CSF t-tau biomarker concentrations and their diagnostic performance in progressive supranuclear palsy. (A) Box plots presenting CSF concentrations of Innotest t-tau, in-house MR, NTA and NTB t-tau in progressive supranuclear palsy (PSP). (B) AUC from ROC analysis presenting diagnostic accuracies of the tau biomarkers to distinguish between progressive supranuclear palsy and controls. (C) Correlation matrix showing Spearman’s correlations for all measured t-tau and p-tau concentrations in progressive supranuclear palsy. *P < 0.05; **P < 0.01; ***P < 0.001; ****P < 0.0001; ns = non-significant.

Figure 6

Plasma NTA and Quanterix t-tau concentrations and its diagnostic performance in Alzheimer’s disease.
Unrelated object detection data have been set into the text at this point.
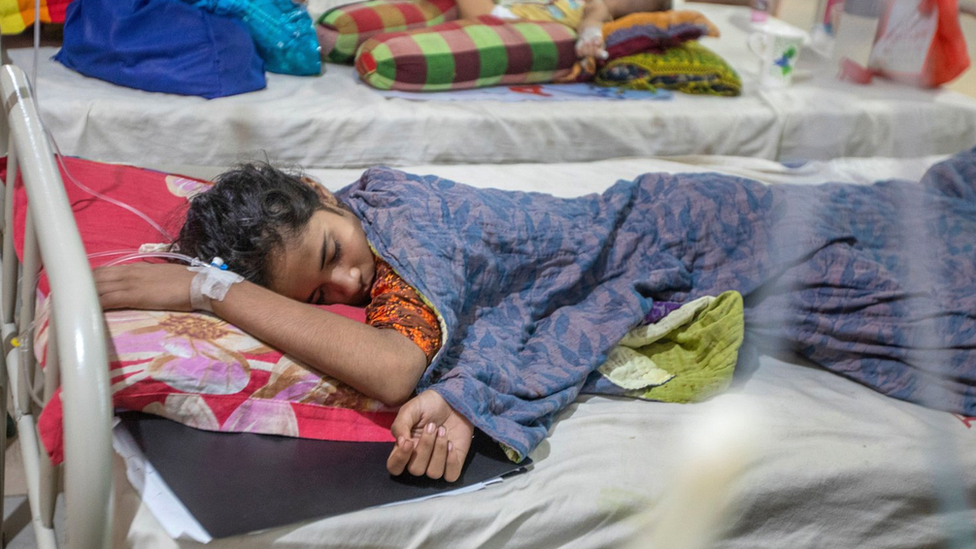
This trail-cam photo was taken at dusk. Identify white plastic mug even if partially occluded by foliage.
[749,21,807,88]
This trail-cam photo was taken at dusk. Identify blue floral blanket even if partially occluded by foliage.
[340,152,976,456]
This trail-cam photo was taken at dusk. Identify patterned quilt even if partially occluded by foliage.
[342,152,976,458]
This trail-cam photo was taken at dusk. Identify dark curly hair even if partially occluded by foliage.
[174,163,339,286]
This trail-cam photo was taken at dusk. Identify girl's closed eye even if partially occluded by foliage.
[332,240,342,263]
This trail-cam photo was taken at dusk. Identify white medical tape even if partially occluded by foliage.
[186,265,244,312]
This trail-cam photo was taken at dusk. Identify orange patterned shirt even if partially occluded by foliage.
[366,257,441,364]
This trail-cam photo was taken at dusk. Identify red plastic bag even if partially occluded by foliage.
[871,0,969,87]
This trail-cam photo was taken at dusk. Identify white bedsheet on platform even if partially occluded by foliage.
[9,4,976,168]
[114,157,976,549]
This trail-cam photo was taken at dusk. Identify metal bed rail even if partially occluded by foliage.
[0,65,113,549]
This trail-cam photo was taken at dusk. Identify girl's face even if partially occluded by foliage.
[270,210,376,305]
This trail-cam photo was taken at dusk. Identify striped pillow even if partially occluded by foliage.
[356,16,576,91]
[316,0,457,63]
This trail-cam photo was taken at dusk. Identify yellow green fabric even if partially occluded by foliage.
[594,40,742,96]
[600,292,744,403]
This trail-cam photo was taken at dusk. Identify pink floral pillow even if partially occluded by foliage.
[0,158,396,463]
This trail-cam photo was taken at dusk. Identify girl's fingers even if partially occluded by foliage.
[407,423,437,477]
[427,427,447,479]
[444,443,468,482]
[386,437,413,476]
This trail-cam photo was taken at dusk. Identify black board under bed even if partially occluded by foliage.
[119,412,530,538]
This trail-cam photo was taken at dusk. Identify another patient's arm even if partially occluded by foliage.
[95,263,427,405]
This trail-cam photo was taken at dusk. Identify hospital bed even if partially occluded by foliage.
[0,57,976,548]
[9,3,976,168]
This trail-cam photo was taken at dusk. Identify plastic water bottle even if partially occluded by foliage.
[834,0,884,84]
[750,0,773,23]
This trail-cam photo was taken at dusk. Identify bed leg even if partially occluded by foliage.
[0,140,17,332]
[35,316,61,528]
[15,209,41,414]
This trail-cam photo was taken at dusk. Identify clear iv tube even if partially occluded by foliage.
[44,130,174,242]
[18,6,174,242]
[31,0,41,95]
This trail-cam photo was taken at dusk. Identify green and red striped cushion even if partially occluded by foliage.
[356,16,576,91]
[316,0,457,63]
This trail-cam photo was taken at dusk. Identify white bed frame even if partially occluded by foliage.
[0,65,114,549]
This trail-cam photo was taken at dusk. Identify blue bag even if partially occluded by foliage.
[183,0,322,76]
[54,0,266,99]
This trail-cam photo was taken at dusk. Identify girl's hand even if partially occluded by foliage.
[386,389,474,482]
[95,263,196,311]
[576,27,607,59]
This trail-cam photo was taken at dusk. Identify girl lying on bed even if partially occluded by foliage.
[95,164,474,481]
[96,152,976,480]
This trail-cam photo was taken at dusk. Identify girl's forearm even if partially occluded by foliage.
[212,282,427,405]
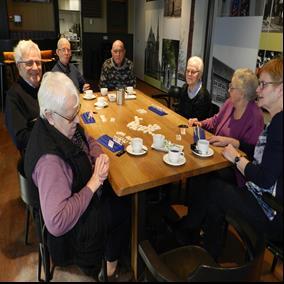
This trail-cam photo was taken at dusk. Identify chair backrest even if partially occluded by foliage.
[188,212,265,282]
[138,212,265,282]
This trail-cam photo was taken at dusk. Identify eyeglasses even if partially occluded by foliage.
[258,81,283,90]
[58,48,71,53]
[112,49,124,53]
[18,60,41,67]
[186,70,199,75]
[53,104,81,123]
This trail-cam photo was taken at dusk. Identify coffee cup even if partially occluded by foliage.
[84,90,93,98]
[196,139,209,155]
[100,88,108,96]
[168,147,183,164]
[153,134,165,148]
[178,124,188,135]
[126,86,133,95]
[107,93,116,102]
[97,97,106,106]
[131,137,143,153]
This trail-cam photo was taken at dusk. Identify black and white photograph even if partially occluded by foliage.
[164,0,182,17]
[262,0,283,33]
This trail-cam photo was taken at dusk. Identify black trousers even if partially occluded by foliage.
[200,179,283,259]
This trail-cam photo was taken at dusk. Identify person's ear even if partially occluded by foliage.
[44,110,55,125]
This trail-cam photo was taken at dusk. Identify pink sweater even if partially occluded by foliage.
[32,135,103,237]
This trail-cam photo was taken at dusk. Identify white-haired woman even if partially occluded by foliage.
[25,72,131,281]
[177,56,211,120]
[5,40,42,175]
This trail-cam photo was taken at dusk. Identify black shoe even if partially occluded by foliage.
[98,266,133,282]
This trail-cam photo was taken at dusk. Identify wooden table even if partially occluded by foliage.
[81,90,230,279]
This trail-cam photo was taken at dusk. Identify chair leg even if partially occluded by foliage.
[270,255,278,273]
[25,205,30,245]
[102,258,108,282]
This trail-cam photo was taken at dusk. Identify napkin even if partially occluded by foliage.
[81,111,96,124]
[97,134,124,152]
[148,106,167,116]
[193,126,206,143]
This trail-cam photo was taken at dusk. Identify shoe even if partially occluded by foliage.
[98,266,133,282]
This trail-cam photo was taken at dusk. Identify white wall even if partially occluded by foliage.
[213,17,262,70]
[133,0,146,80]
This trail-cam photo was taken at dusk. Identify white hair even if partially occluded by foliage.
[57,37,70,49]
[187,56,204,78]
[38,72,79,118]
[14,40,41,64]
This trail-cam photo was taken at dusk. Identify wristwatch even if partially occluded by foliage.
[234,156,240,165]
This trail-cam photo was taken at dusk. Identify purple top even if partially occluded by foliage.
[201,99,264,145]
[32,135,103,237]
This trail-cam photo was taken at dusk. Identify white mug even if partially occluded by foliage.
[100,88,108,96]
[153,134,165,148]
[131,137,143,153]
[168,147,183,164]
[84,90,93,98]
[196,139,209,155]
[126,86,133,95]
[97,97,106,106]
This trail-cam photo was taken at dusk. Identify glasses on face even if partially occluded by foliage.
[58,48,71,53]
[112,49,124,54]
[229,83,240,91]
[258,81,283,90]
[53,104,81,123]
[186,69,199,75]
[18,60,41,68]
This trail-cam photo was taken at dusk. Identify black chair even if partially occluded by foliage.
[262,193,283,272]
[17,160,32,245]
[152,86,181,110]
[139,214,265,282]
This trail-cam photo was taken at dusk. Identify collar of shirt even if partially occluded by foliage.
[111,58,126,69]
[187,81,202,99]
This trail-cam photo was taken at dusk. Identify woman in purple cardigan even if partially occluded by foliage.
[188,69,264,186]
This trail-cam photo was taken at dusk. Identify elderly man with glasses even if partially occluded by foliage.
[52,38,90,92]
[177,56,211,120]
[5,40,42,175]
[99,40,136,90]
[25,72,131,281]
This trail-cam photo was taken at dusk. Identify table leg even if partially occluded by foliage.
[131,192,145,280]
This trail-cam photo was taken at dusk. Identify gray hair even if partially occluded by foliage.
[187,56,204,78]
[38,72,79,118]
[57,37,70,49]
[14,39,41,64]
[232,68,258,102]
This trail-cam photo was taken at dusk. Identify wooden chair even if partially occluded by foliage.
[139,214,265,282]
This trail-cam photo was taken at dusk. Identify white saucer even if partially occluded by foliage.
[83,94,96,100]
[163,154,186,166]
[125,145,148,156]
[124,93,136,100]
[151,144,184,153]
[192,148,214,158]
[94,102,108,108]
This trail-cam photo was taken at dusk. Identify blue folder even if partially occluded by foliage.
[148,106,167,116]
[97,134,124,152]
[81,111,96,124]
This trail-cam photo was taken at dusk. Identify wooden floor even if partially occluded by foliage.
[0,80,283,282]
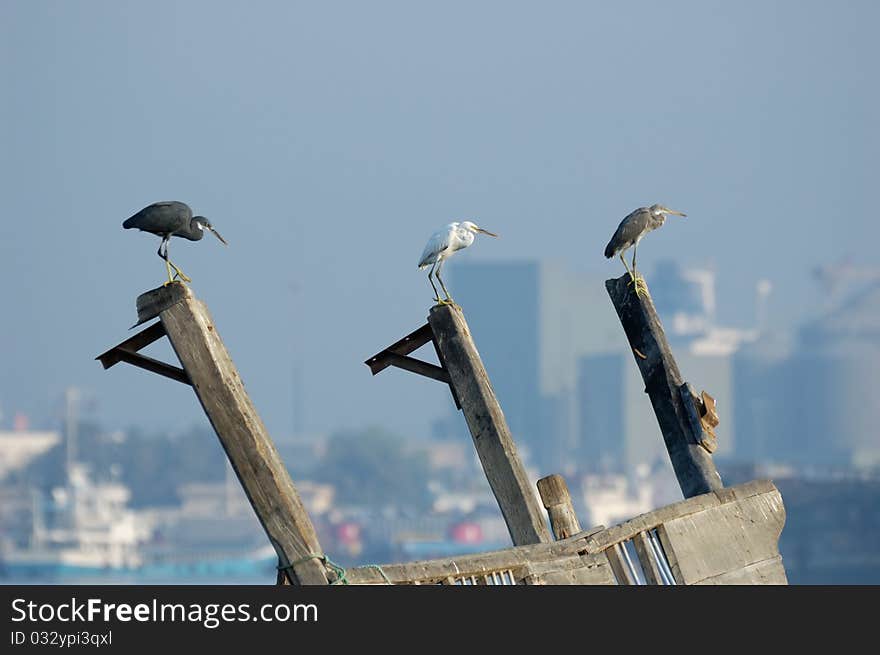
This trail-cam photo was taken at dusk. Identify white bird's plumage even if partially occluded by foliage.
[419,221,498,303]
[419,221,476,270]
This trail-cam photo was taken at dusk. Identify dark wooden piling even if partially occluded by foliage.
[605,273,723,498]
[428,305,551,546]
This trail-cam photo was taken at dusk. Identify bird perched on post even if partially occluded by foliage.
[605,205,687,295]
[419,221,498,305]
[122,200,229,285]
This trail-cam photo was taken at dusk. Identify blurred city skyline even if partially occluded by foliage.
[0,1,880,436]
Box plots presenting plasma Quanterix t-tau and NTA t-tau concentrations and AUC from ROC analysis (A) in the pilot cohort composed of Alzheimer’s disease (AD) and control patients, and (B) in a clinical cohort including subjects with Alzheimer’s disease, amyloid-negative (Aβ−) and amyloid-positive (Aβ+) MCI, controls and non-Alzheimer’s disease dementia. *P < 0.05; **P < 0.01; ***P < 0.001; ****P < 0.0001; ns = non-significant.